The children were also excited on the initiative and said that they were already looking forward to similar field trips in the future.

“It is quite boring to learn and rote from our textbooks everyday for six days a week. In fact, I and my classmates learn more and remember what we learn if we practically see and experience it,” said a fifth grader, adding that it was the first time she was visiting the monastery and was a experience worthy of her time and effort.

Similarly, the parents of the students said that they always support the school’s initiative especially when their children were taken for field trips and study tours.

A mother of a ten-year-old, and whose daughter was studying in class V, said that she makes sure that her daughter gets up early and prepares herself mentally before going to any fields trips.

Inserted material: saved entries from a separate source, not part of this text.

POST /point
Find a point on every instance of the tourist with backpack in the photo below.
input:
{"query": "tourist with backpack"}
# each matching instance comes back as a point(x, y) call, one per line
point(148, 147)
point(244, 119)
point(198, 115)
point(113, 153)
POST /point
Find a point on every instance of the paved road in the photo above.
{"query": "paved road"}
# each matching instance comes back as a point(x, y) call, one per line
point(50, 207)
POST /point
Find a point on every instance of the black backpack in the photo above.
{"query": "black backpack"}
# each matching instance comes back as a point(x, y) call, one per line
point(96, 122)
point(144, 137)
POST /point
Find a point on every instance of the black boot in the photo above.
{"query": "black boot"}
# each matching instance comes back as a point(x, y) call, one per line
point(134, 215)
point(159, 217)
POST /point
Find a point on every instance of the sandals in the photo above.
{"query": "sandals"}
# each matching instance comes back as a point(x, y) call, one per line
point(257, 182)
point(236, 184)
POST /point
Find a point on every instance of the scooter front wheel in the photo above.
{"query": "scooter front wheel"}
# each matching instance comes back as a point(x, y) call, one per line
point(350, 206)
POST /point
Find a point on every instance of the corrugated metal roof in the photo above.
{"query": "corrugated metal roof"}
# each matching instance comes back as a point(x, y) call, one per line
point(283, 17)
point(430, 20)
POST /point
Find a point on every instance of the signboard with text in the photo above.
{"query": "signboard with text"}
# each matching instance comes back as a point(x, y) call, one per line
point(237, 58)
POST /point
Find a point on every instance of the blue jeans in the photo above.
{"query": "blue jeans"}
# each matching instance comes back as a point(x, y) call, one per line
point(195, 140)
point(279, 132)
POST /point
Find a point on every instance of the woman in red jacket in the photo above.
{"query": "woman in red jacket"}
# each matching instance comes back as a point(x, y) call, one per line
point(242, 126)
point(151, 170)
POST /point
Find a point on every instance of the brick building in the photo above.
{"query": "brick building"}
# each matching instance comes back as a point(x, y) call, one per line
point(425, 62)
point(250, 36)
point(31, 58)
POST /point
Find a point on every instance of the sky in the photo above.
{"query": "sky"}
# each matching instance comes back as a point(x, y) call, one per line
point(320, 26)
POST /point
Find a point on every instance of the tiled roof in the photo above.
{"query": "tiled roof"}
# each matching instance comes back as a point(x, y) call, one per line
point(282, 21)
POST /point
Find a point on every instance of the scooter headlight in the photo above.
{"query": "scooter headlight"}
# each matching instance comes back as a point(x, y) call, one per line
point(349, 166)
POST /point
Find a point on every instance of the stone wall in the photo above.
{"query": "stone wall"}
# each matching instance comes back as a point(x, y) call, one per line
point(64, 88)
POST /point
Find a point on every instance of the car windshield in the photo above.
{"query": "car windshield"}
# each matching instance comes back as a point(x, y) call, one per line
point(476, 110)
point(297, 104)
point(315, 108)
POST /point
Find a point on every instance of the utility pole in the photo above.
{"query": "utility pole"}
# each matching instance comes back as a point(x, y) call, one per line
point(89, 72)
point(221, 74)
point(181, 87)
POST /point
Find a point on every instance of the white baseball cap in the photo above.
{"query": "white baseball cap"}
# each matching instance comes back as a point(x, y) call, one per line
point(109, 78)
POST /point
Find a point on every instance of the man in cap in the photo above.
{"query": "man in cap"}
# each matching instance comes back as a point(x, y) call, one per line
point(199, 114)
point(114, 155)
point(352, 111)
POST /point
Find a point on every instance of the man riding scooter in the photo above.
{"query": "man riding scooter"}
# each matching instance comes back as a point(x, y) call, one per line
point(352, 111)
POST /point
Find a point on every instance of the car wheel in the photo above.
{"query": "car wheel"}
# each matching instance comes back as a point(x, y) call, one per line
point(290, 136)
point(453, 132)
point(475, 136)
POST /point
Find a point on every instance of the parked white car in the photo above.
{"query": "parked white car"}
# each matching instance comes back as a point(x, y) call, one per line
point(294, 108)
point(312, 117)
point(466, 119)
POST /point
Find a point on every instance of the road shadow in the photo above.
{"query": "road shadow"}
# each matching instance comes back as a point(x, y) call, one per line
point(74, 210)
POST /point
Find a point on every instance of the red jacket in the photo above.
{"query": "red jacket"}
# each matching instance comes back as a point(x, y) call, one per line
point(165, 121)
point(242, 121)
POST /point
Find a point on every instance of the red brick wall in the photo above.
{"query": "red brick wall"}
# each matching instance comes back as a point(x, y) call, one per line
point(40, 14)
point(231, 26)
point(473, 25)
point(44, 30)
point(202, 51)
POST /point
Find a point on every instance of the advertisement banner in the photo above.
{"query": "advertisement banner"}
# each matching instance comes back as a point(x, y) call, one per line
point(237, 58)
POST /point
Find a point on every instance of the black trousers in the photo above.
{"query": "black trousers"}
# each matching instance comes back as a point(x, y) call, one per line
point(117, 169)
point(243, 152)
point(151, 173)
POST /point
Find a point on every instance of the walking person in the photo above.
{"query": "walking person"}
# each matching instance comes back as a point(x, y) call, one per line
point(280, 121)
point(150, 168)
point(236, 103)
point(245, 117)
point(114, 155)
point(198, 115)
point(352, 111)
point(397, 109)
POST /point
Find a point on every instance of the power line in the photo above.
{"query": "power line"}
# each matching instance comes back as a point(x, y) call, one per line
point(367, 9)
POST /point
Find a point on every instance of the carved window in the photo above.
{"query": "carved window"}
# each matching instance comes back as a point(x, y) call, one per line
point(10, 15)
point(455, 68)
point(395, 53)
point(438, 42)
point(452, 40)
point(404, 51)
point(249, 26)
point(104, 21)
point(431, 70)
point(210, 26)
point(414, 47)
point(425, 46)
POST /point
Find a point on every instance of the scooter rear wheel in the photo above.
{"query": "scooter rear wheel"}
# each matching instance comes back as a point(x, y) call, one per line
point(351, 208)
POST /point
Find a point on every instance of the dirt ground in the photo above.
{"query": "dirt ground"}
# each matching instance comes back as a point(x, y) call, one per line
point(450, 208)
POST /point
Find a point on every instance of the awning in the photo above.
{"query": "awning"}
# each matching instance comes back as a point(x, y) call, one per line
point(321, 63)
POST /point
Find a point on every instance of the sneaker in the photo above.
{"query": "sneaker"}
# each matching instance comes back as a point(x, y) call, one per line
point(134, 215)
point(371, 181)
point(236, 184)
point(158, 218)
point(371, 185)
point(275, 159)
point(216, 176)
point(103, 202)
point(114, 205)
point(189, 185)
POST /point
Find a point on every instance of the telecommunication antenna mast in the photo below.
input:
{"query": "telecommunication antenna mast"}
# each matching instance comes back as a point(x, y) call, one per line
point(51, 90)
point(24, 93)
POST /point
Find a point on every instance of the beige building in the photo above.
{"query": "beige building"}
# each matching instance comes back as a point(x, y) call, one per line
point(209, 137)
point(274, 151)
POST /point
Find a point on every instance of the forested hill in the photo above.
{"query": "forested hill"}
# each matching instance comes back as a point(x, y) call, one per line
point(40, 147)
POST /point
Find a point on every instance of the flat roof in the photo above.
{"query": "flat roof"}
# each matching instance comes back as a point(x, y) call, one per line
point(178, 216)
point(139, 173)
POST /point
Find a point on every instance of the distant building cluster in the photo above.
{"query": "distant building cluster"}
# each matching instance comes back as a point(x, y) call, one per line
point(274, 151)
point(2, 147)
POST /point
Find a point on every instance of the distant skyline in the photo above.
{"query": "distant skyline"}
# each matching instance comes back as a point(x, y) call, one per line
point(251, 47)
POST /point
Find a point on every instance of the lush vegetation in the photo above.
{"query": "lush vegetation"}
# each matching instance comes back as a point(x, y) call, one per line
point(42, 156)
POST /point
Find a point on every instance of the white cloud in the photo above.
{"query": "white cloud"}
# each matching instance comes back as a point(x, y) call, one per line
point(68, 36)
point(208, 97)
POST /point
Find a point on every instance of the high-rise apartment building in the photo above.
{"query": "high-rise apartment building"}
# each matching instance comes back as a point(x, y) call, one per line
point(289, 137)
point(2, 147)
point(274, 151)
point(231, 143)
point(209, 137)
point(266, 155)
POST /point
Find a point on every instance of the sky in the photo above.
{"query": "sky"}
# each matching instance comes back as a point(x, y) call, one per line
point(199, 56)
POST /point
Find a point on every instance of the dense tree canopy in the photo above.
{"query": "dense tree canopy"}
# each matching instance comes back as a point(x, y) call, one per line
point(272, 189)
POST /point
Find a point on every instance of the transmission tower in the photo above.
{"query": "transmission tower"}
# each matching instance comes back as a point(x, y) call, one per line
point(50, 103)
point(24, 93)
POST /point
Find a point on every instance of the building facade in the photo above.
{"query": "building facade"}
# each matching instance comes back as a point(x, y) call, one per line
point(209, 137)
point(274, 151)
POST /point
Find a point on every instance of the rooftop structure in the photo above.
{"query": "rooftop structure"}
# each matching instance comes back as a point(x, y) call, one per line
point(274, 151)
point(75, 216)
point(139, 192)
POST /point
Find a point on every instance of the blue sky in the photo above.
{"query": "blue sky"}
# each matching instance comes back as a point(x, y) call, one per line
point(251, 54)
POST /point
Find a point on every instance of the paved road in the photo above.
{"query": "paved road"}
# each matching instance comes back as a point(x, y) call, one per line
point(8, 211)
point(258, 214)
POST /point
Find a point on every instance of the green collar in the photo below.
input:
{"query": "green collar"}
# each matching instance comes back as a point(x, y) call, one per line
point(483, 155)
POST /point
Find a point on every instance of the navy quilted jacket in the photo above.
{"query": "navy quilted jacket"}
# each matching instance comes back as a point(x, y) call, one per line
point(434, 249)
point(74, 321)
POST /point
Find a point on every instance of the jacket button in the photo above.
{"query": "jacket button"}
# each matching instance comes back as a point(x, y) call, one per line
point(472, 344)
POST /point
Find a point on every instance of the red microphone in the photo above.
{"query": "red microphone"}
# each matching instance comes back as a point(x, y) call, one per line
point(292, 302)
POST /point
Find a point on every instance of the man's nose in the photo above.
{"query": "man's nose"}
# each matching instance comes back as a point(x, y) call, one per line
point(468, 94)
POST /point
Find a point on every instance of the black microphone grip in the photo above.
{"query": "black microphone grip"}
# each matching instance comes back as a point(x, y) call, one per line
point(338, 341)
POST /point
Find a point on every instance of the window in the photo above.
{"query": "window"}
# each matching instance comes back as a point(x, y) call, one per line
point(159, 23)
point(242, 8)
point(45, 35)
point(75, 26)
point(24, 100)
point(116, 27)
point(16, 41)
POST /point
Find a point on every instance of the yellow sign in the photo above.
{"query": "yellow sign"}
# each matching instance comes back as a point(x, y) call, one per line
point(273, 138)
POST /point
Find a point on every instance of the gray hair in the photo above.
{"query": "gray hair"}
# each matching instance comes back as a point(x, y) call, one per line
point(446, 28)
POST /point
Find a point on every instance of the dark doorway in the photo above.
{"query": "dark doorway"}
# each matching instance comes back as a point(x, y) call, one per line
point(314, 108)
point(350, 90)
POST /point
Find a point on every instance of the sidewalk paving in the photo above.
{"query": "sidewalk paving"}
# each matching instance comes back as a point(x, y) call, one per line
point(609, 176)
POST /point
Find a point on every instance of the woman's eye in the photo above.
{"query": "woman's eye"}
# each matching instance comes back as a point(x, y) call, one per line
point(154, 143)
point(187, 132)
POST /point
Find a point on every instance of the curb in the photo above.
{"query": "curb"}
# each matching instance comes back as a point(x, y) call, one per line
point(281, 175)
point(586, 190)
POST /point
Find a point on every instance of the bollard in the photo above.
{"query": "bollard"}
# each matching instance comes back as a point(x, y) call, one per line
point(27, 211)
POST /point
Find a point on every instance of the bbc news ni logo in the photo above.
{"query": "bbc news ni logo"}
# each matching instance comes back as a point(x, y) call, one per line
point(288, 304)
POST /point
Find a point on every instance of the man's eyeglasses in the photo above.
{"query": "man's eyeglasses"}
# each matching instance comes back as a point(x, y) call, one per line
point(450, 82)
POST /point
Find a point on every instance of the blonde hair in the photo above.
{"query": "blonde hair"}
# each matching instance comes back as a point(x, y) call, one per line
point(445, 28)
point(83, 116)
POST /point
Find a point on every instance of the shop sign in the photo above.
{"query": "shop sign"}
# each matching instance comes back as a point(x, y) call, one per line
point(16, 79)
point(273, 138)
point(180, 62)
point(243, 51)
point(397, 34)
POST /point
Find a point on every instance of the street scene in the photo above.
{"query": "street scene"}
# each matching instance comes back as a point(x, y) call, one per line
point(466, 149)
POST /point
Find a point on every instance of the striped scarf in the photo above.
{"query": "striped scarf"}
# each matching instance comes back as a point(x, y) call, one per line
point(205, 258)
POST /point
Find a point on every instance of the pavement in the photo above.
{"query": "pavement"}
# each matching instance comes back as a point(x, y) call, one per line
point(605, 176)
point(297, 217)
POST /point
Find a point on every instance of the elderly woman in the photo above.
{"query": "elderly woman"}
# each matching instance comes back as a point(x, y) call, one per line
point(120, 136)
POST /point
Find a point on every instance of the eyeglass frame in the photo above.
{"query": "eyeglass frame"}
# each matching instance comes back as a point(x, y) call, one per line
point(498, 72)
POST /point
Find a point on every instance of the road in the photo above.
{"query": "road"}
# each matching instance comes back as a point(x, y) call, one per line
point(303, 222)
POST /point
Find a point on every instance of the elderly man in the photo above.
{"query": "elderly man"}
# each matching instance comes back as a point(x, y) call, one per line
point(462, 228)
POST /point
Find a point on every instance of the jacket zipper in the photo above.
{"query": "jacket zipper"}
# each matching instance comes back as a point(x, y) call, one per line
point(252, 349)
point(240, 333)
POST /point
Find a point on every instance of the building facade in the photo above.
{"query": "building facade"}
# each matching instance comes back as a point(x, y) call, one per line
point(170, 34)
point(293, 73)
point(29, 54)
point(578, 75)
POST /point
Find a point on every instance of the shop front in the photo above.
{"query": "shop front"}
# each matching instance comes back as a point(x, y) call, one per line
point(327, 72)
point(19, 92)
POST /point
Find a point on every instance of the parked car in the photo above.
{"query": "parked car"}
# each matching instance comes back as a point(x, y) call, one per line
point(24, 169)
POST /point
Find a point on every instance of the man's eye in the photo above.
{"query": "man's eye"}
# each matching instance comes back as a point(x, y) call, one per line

“I think it is a very effective way to teach our children as they can see and experience it for real. Instead of telling them and explaining about rural life, it would be better if we take them to the villages to show them the reality,” she said.

Pelzom, a fourth grader, said that she was shocked to see round and green dung-like stuffs along their track. “Later my teacher explained that it was actually horse dung. I was seeing it for the first time in my life,” the nine-year-old said.

Lopen Choki said that the children were very excited about the trip and that he will propose to the school management to conduct similar trips in the future.

“Our school system must encourage teachers to give more practical lessons to their children as it is more effective. The education ministry should have to invest more and encourage schools to conduct more field visits and study tours for our students,” Lopen Choeki said.